7.3.1. Nutrient-sensing and regulation of growth by the PKA signaling pathway.

In budding yeast, the PKA signaling pathway detects the presence of extracellular glucose or sucrose through Gpr1 (330), as well as intracellular glucose via Cdc25/Ras (331, 332). Gpr1, a G protein-coupled transmembrane receptor (GPCR), together with the small GTPase Ras and its guanine nucleotide exchange factor Cdc25 (not to be confused with the phosphatase Cdc25 in mammals, mentioned below) then activates Cyr1, an adenylate cyclase (333, 334). The activated Cyr1 converts ATP to cyclic AMP (cAMP), which serves as a secondary messenger and regulates many physiological processes (335). It activates PKA by binding to its regulatory subunit and releasing its catalytic unit, which in turn triggers phosphorylation cascades downstream of PKA’s multiple targets (335, 336). These signaling cascades mediate the increase in growth associated with the availability of fermentable sugars in the growth media (337). Additionally, multiple cAMP-independent nutrient-signaling circuits for PKA activation have been proposed (338), where the reintroduction of nutrients such as amino acids, ammonium, phosphate, sulfate, iron, and zinc after a period of starvation leads to increased PKA activity via high-affinity transceptors (transporters with an additional receptor function) (339). While the exact molecular mechanisms by which the transceptors activate PKA are still under investigation, it has been shown that some of these transceptors interact with Sch9, a PKA-associated protein kinase (340).
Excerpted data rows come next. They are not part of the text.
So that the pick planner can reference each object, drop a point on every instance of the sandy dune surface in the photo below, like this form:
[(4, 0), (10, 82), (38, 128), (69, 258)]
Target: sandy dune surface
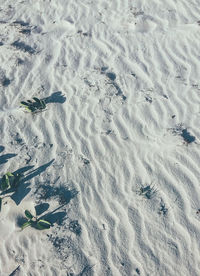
[(113, 160)]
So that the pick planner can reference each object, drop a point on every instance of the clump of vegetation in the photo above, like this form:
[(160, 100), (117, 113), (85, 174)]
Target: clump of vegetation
[(34, 106), (35, 222), (148, 191), (163, 209), (8, 183)]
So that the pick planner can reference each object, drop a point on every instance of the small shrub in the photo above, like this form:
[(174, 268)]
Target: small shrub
[(35, 222), (34, 106)]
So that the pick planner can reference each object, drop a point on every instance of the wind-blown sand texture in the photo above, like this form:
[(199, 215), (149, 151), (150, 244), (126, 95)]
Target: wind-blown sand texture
[(113, 163)]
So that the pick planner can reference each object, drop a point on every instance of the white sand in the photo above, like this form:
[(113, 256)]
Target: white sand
[(126, 78)]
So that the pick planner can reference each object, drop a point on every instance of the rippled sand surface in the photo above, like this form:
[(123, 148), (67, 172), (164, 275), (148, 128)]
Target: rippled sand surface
[(113, 161)]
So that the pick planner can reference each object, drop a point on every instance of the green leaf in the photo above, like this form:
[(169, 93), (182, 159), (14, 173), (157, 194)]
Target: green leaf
[(43, 224), (24, 103), (9, 174), (37, 100), (5, 183), (26, 224), (28, 214)]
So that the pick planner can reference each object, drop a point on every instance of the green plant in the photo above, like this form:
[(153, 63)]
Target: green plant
[(8, 182), (35, 222), (34, 106)]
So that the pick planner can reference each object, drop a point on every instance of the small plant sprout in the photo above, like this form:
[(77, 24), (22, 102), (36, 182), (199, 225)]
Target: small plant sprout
[(8, 183), (163, 209), (34, 106), (148, 191), (35, 222)]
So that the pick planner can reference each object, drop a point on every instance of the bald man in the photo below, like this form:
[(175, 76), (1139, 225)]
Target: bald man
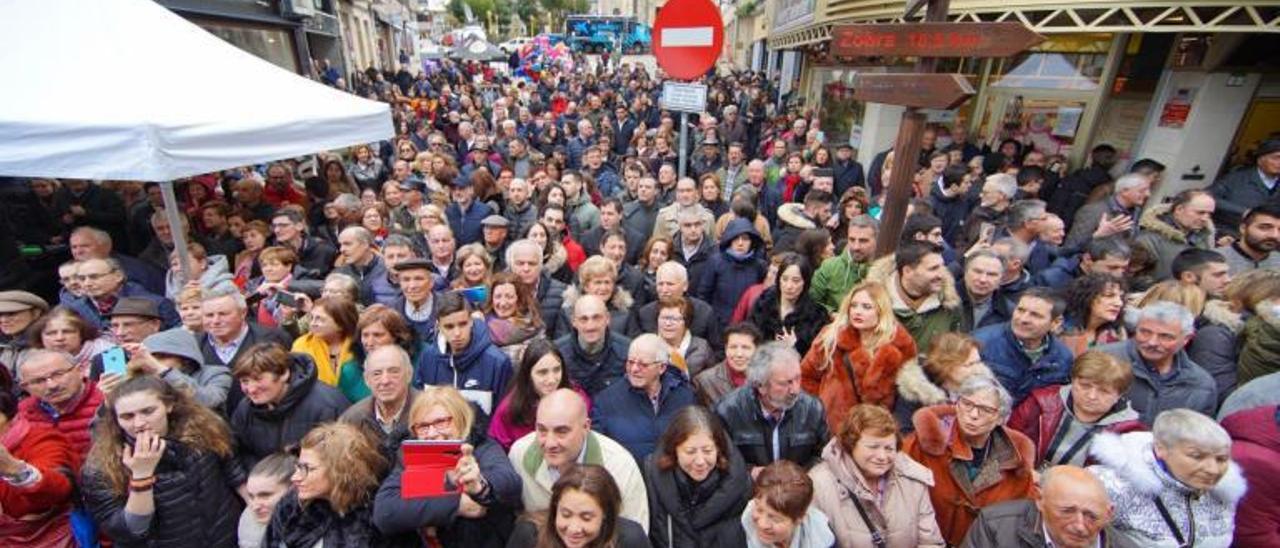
[(562, 437), (638, 411), (594, 355), (1073, 511)]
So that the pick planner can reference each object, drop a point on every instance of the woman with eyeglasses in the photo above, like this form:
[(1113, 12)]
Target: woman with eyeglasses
[(480, 510), (976, 459), (332, 499), (161, 470)]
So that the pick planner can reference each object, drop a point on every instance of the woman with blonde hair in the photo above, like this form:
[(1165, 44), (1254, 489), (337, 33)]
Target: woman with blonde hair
[(161, 470), (483, 489), (332, 501), (873, 489), (858, 356), (475, 266)]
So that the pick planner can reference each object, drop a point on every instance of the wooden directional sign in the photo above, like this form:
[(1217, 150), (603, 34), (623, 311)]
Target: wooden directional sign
[(923, 91), (933, 40)]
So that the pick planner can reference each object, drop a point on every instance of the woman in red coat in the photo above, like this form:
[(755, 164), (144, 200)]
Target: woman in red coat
[(1256, 447), (856, 357), (36, 466)]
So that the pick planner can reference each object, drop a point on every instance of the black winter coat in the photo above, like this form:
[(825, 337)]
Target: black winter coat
[(803, 432), (394, 515), (195, 499), (807, 319), (260, 430), (295, 525), (714, 520)]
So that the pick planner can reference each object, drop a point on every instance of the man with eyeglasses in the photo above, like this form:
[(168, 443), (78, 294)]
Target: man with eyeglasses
[(315, 255), (1073, 510), (384, 414), (638, 411), (594, 355), (105, 287), (60, 396)]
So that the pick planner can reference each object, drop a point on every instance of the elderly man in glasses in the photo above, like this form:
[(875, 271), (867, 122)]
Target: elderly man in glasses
[(60, 396), (638, 411)]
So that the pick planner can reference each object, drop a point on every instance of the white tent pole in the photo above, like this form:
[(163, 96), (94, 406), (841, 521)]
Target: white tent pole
[(179, 236)]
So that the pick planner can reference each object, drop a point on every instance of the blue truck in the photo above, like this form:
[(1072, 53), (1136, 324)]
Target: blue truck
[(604, 33)]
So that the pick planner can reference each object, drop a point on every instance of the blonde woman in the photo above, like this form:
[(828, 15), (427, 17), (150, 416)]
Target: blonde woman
[(858, 356)]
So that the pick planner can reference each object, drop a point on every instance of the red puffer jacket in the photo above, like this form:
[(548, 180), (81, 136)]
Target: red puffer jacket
[(1041, 414), (74, 424)]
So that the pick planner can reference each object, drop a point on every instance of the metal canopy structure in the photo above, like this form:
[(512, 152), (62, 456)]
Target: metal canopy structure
[(1050, 18)]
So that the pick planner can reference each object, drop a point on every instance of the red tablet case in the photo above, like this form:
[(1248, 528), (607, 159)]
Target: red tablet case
[(425, 466)]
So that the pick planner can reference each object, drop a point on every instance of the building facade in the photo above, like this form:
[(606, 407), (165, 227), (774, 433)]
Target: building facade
[(1188, 83)]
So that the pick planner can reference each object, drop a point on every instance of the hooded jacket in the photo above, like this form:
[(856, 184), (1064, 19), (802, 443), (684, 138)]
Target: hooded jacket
[(823, 371), (813, 530), (684, 515), (195, 501), (1260, 351), (1216, 346), (394, 515), (208, 383), (903, 514), (1256, 447), (1005, 474), (1133, 476), (1004, 354), (1165, 240), (627, 416), (726, 277), (261, 430), (938, 314), (480, 370), (1043, 411), (216, 277)]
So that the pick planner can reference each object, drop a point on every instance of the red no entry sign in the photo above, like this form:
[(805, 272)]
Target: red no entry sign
[(688, 36)]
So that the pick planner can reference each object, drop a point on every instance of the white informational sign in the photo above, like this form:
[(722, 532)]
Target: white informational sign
[(684, 97)]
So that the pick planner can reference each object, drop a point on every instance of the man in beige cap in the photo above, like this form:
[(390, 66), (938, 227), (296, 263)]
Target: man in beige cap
[(18, 310)]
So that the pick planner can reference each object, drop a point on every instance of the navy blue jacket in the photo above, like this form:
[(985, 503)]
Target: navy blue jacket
[(466, 227), (626, 415), (1014, 369), (87, 310), (725, 278), (480, 371), (1059, 274), (594, 373)]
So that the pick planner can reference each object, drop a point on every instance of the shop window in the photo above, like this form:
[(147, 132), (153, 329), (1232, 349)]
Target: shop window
[(275, 45)]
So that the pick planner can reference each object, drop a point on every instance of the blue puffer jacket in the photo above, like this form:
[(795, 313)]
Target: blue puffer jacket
[(480, 371), (466, 225), (725, 278), (626, 415), (1014, 369)]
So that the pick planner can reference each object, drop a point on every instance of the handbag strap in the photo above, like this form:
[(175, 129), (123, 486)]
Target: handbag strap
[(877, 538), (1173, 526)]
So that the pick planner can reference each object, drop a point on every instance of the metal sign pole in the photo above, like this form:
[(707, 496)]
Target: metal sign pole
[(684, 141), (179, 236)]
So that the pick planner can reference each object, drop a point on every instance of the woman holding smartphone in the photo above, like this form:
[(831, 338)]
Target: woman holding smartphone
[(483, 510)]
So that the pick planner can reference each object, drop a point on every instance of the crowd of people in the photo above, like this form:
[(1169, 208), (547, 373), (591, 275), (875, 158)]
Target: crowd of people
[(636, 357)]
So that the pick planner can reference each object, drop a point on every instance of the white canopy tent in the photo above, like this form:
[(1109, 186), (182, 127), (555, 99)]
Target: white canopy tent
[(128, 90)]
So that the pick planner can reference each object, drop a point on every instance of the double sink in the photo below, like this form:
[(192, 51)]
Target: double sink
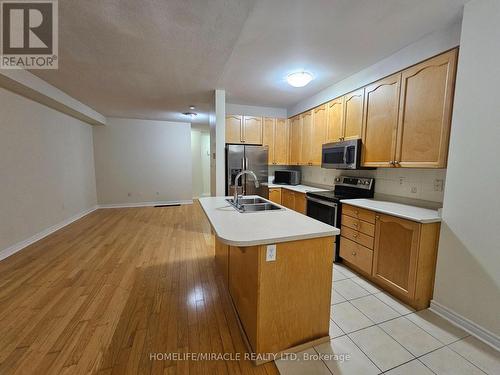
[(254, 204)]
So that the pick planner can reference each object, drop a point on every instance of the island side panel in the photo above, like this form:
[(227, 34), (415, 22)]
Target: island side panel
[(244, 288), (294, 294)]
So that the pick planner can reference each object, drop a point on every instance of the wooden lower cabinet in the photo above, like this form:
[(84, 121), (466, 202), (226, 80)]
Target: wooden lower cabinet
[(284, 303), (275, 195), (397, 254)]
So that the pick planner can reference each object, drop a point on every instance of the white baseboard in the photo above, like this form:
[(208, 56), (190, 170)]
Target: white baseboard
[(37, 237), (466, 324), (145, 204)]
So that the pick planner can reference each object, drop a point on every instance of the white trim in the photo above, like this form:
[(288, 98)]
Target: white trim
[(467, 325), (37, 237), (145, 204)]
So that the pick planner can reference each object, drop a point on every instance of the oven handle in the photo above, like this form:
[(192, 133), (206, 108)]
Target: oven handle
[(326, 203)]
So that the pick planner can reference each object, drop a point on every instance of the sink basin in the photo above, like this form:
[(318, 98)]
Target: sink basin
[(255, 200), (253, 205)]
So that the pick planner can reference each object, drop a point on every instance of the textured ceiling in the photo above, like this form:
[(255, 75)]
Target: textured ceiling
[(153, 58)]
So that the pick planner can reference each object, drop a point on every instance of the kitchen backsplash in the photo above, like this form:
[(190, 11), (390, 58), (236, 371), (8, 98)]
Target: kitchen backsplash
[(424, 184)]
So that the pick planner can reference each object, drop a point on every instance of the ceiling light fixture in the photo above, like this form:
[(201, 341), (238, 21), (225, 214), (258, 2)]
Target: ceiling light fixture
[(299, 79)]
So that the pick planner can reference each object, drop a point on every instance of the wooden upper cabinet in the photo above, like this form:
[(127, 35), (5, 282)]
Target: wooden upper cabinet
[(380, 122), (268, 129), (234, 127), (353, 114), (396, 254), (252, 130), (295, 140), (281, 142), (425, 112), (307, 132), (335, 120), (319, 130)]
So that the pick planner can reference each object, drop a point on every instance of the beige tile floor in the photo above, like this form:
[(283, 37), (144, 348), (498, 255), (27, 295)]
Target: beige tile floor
[(372, 333)]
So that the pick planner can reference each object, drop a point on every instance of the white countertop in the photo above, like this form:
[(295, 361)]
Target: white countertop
[(298, 188), (421, 215), (259, 228)]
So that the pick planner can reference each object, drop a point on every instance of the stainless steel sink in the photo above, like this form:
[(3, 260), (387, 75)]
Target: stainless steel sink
[(253, 205)]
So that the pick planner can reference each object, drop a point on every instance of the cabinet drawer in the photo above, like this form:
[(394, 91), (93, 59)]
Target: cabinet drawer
[(359, 225), (356, 254), (359, 213), (356, 236)]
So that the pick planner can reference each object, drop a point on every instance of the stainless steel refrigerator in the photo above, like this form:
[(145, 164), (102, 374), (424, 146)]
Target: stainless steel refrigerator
[(254, 158)]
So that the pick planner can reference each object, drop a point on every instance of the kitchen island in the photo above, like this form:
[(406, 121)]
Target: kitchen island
[(277, 266)]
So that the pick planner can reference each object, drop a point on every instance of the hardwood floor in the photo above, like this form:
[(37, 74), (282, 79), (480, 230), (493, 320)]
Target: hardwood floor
[(106, 293)]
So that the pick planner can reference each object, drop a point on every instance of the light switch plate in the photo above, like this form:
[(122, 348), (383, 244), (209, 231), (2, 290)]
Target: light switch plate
[(271, 253)]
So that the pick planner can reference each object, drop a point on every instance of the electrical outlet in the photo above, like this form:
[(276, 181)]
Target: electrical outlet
[(271, 253), (438, 184)]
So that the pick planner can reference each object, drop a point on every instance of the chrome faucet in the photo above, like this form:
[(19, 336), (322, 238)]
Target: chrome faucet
[(238, 176)]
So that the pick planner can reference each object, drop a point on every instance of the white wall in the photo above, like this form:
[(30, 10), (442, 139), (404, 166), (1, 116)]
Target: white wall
[(406, 183), (46, 168), (200, 155), (250, 110), (428, 46), (141, 161), (468, 276)]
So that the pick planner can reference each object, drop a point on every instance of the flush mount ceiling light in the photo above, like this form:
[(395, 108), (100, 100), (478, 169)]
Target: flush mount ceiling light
[(299, 79)]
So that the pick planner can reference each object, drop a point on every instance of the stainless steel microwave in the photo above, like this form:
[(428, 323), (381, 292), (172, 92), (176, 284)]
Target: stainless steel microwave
[(341, 155)]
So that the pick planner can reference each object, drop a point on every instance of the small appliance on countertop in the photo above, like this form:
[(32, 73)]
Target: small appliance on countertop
[(286, 177), (325, 206)]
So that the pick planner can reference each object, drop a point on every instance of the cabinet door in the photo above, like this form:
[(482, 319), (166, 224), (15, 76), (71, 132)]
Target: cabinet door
[(425, 112), (300, 203), (281, 142), (234, 126), (306, 138), (318, 133), (380, 122), (335, 122), (268, 130), (353, 114), (295, 140), (395, 254), (252, 130), (275, 195), (288, 199)]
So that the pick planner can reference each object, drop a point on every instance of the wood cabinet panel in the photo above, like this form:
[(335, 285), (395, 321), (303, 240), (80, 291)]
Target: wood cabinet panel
[(275, 195), (281, 141), (234, 127), (288, 199), (353, 114), (295, 155), (357, 236), (396, 254), (319, 130), (359, 225), (268, 130), (252, 130), (307, 133), (356, 254), (425, 112), (244, 287), (380, 122), (335, 120)]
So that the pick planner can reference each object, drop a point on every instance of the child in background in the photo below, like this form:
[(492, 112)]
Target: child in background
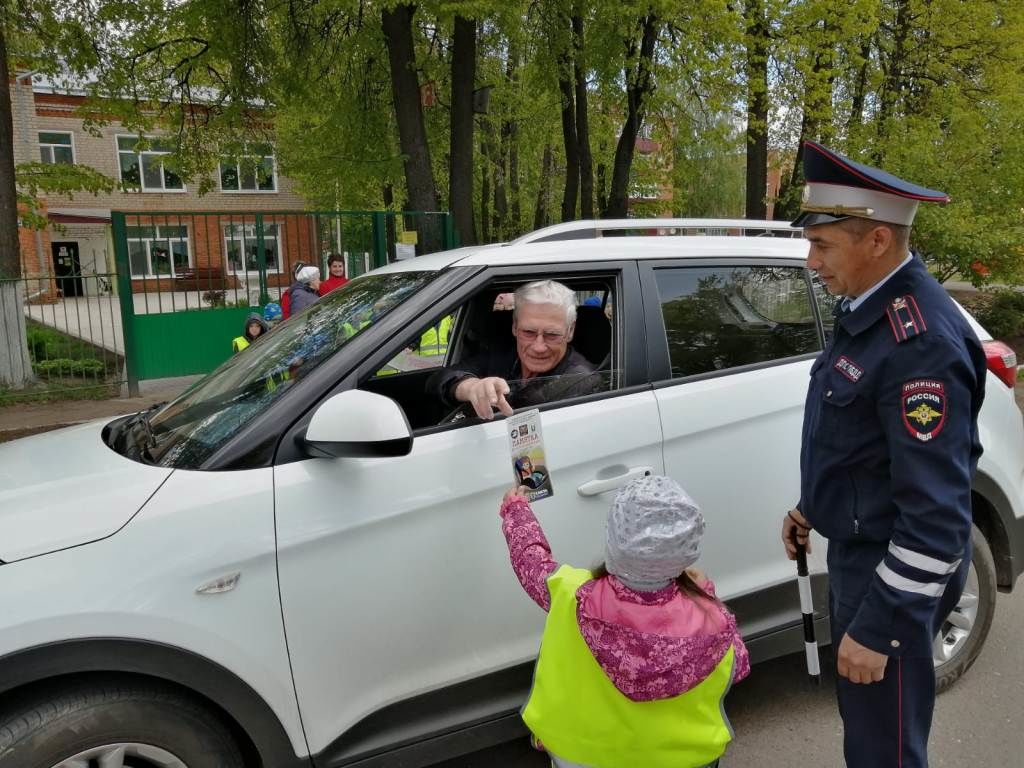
[(255, 327), (636, 656), (336, 273)]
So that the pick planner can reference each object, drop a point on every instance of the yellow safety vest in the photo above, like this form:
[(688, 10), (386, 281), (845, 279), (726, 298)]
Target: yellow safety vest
[(434, 339), (580, 715)]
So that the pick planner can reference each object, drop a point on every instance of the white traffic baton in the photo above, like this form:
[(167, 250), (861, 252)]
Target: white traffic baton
[(807, 608)]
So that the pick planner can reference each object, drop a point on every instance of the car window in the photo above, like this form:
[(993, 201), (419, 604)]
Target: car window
[(190, 429), (478, 340), (427, 349), (722, 317), (826, 305)]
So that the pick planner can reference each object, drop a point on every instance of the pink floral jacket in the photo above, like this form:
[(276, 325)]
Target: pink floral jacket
[(650, 644)]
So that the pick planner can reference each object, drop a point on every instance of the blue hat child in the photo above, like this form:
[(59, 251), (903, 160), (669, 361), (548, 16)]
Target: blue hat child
[(839, 187), (272, 312)]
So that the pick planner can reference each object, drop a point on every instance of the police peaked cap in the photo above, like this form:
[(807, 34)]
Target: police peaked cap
[(839, 187)]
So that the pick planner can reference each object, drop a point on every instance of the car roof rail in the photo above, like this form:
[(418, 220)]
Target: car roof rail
[(591, 228)]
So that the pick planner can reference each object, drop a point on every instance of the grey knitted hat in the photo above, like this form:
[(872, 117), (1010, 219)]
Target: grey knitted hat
[(653, 534)]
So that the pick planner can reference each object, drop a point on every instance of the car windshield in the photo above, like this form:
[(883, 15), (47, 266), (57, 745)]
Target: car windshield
[(190, 429)]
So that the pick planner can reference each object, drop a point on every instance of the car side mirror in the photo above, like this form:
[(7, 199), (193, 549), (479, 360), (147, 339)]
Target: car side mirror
[(357, 424)]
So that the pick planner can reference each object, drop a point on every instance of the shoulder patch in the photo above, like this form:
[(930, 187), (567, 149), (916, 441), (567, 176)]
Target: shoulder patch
[(849, 369), (923, 404), (905, 318)]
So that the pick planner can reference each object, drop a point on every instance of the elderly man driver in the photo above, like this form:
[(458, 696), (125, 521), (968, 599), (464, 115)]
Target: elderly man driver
[(542, 367)]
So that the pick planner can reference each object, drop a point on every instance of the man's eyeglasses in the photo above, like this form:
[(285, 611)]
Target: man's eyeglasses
[(550, 337)]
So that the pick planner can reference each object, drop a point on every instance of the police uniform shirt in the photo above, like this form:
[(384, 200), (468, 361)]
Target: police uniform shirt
[(890, 443)]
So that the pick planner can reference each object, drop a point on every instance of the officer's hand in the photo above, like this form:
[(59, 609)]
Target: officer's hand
[(484, 394), (858, 664), (794, 521)]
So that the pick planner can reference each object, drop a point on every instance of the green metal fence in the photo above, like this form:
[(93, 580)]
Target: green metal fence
[(187, 280), (62, 338)]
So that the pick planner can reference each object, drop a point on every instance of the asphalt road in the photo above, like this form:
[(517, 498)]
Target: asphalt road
[(782, 721)]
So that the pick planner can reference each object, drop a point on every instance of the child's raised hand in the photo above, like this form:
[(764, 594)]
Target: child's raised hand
[(518, 494), (696, 574)]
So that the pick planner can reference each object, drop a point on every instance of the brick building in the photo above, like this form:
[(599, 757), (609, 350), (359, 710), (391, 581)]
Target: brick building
[(174, 231)]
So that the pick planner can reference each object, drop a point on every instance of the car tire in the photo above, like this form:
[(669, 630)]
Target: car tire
[(964, 633), (130, 725)]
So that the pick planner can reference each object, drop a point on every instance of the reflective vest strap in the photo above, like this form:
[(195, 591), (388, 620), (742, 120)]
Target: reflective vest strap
[(580, 715)]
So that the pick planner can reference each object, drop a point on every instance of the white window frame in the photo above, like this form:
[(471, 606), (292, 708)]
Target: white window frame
[(50, 145), (247, 227), (148, 250), (238, 170), (141, 173)]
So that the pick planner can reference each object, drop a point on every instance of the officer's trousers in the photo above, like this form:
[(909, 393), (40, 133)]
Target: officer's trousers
[(885, 724)]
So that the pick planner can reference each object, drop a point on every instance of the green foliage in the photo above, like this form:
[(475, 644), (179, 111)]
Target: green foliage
[(1003, 313), (62, 367)]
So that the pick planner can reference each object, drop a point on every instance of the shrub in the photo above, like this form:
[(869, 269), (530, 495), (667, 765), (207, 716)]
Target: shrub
[(214, 298), (67, 367)]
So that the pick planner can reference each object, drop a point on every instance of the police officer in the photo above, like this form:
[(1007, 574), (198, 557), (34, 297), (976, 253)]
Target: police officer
[(889, 445)]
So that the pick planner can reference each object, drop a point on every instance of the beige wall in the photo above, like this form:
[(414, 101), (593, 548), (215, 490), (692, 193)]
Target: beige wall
[(40, 112)]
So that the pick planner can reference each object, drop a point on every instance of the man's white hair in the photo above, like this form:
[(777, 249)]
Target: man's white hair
[(547, 292)]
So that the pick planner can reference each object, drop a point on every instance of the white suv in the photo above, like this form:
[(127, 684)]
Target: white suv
[(298, 561)]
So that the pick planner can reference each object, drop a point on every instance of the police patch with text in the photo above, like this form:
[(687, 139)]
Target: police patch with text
[(924, 407), (849, 369)]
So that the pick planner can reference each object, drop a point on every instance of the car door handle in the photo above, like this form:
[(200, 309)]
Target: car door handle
[(593, 487)]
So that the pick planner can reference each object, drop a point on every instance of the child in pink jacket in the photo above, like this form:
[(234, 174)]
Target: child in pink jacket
[(651, 623)]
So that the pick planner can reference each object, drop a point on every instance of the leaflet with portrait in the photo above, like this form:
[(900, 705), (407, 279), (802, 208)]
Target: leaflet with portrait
[(529, 465)]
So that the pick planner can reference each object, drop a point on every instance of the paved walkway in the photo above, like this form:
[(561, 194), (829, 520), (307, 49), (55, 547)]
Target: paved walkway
[(30, 418)]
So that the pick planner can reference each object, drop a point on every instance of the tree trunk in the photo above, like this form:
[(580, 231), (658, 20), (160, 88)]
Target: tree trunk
[(757, 110), (811, 127), (461, 171), (420, 186), (542, 213), (15, 366), (496, 164), (582, 120), (857, 105), (570, 141), (484, 194), (639, 86)]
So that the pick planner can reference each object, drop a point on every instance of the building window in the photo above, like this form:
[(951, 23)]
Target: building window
[(251, 173), (144, 168), (56, 146), (159, 251), (241, 244)]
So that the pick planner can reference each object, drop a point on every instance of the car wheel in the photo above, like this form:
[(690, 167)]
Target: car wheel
[(115, 726), (965, 630)]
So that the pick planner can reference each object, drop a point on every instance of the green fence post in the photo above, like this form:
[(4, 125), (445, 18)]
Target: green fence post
[(380, 239), (450, 239), (264, 296), (125, 299)]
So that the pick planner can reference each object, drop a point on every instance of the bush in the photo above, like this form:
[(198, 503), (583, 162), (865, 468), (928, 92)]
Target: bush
[(68, 367), (1004, 314)]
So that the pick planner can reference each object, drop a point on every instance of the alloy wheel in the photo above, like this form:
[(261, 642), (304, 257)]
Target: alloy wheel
[(123, 756)]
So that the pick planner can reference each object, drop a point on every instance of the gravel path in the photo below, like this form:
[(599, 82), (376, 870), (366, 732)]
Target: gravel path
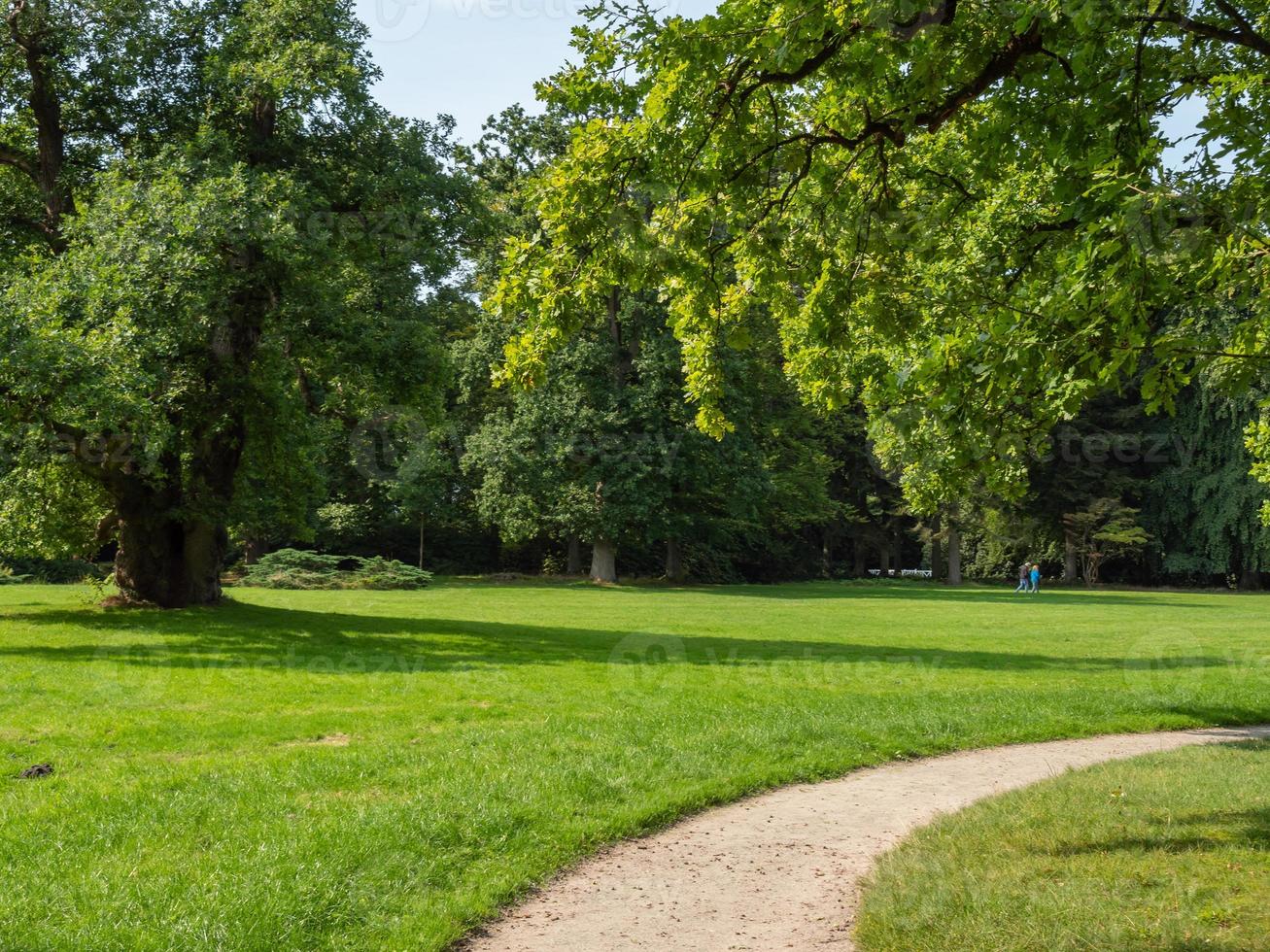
[(781, 871)]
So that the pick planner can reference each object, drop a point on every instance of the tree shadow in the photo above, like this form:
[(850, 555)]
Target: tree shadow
[(1245, 828), (240, 634), (1240, 828), (932, 592)]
While the core of the PKA pathway is conserved among eukaryotes (335), differences have been observed in its regulation and its upstream activators between species (324, 341). In multicellular organisms, certain cell types, such as pancreatic α- and β-cells and neurons involved in the regulation of the pancreatic endocrine function, are specialized for sensing blood glucose levels (342). Glucose sensing and the subsequent glucagon or insulin secretion by pancreatic α- and β-cells, respectively, are mainly regulated via a network of GLUT2 glucose transporters, ATP-sensitive potassium channels, and voltage-gated calcium channels (343). The role of the PKA pathway in these cells is to enhance or suppress insulin or glucagon secretion by binding to extracellular signaling molecules such as hormones and neurotransmitters (343). Thus, while the budding yeast PKA pathway can be activated by glucose binding, its mammalian counterpart is usually activated by binding hormones or neurotransmitters (324, 344). Additionally, a role for PKA in the regulation of the mTOR pathway has recently been described in mammalian cells. Hormone-sensing GPCRs coupled to a specific type of Gα protein, Gαs, can activate PKA, which can in turn inhibit mTORC1, an important complex of the mTOR pathway (345, 346). This interaction could add a layer of hormonal control in cell growth and size regulation.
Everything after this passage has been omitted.